ABHD2 is inhibited by testosterone, (as well as hydrocortisone, and the plant triterpenoids lupeol and pristimerin) which may prevent premature hyperactivation.

== Role in disease ==

The ABHD2 gene is down regulated in the lungs of people with Emphysema. Analysis of ABHD2 deficiency in mice found a decrease in phosphatidylcholine levels. The mice developed emphysema which was attributed to an increase in macrophage infiltration, increased inflammatory cytokine levels, an imbalance of protease/anti-protease, and an increase in cell death. This research suggests that ABHD2 is important in maintaining the structural integrity of the lungs, and that disruption of phospholipid metabolism in the alveoli may lead to the development of emphysema. Increased expression has also been seen in the lungs of smokers.
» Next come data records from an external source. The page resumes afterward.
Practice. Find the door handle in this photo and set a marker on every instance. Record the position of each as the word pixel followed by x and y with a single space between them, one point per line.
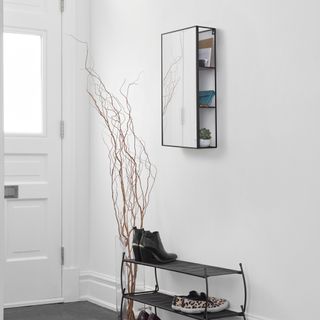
pixel 11 192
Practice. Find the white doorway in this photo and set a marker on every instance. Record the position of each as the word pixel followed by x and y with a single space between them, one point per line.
pixel 32 114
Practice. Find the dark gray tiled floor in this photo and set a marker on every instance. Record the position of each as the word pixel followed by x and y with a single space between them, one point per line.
pixel 61 311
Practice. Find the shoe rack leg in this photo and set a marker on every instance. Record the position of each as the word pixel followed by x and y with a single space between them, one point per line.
pixel 156 288
pixel 205 316
pixel 121 308
pixel 243 314
pixel 244 306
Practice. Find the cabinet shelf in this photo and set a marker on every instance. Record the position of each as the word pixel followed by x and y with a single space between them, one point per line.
pixel 207 68
pixel 201 106
pixel 163 301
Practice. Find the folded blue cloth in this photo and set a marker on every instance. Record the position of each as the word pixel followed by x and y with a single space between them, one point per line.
pixel 205 97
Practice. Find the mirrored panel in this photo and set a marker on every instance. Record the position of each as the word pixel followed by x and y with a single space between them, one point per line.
pixel 179 87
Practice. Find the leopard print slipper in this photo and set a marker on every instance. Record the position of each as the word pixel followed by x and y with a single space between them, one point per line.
pixel 199 306
pixel 177 301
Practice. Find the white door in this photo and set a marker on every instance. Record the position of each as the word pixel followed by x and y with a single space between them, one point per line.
pixel 32 113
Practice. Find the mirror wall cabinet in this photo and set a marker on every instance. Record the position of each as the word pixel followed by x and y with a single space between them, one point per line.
pixel 188 88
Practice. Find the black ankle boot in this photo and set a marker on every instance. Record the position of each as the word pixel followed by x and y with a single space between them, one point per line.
pixel 143 315
pixel 137 234
pixel 152 250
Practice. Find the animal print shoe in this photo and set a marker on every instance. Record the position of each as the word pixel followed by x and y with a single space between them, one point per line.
pixel 199 306
pixel 177 301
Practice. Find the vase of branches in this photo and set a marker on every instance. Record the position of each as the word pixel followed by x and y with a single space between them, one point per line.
pixel 132 175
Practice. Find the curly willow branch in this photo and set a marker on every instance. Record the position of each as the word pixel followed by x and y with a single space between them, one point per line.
pixel 131 171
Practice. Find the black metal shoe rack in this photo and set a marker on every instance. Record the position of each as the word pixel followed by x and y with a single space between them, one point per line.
pixel 163 301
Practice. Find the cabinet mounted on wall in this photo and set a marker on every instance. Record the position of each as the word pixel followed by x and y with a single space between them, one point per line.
pixel 189 88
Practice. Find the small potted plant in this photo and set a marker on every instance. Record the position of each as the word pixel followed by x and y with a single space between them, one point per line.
pixel 205 137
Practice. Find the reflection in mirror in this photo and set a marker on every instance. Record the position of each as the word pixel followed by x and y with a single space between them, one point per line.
pixel 179 99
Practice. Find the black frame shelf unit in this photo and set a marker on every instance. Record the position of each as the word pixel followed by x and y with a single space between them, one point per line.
pixel 201 73
pixel 163 301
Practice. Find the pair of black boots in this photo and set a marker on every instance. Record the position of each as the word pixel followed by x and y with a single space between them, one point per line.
pixel 147 247
pixel 143 315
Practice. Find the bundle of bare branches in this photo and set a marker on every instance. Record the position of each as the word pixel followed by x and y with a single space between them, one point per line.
pixel 131 171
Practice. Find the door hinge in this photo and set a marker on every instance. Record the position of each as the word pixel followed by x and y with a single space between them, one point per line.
pixel 61 129
pixel 62 256
pixel 62 5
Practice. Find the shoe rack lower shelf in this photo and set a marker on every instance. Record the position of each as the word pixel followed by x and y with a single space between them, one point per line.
pixel 163 301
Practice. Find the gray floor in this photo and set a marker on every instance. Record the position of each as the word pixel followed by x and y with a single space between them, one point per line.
pixel 61 311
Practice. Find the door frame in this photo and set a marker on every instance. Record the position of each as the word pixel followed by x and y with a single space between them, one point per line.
pixel 71 82
pixel 75 114
pixel 2 237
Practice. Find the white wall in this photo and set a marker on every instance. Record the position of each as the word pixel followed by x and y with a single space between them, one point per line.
pixel 76 22
pixel 1 176
pixel 255 198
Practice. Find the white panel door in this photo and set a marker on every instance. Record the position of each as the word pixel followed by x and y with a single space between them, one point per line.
pixel 32 113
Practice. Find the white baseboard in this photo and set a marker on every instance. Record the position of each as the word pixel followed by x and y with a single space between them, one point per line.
pixel 70 289
pixel 98 288
pixel 32 303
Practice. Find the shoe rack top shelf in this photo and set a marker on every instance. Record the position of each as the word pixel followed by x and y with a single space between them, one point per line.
pixel 163 301
pixel 190 268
ABHD2 is also expressed in atherosclerotic lesions. Expression has been found to be higher in patients with unstable angina than in patients with stable angina.

Up-regulation of ABHD2 has been observed in cells transfected with Hepatitis B virus (HBV) DNA (HepG2.2.15 cells). Expression was down-regulated by the drug lamivudine, used in the treatment of hepatitis B. It has been suggested that ABHD2 has an important role in HBV propagation and could be a potential drug target in the treatment of hepatitis B.

Suppression of ABHD2 has been linked to poor prognoses in ovarian cancer and resistance to platinum-based chemotherapy drugs.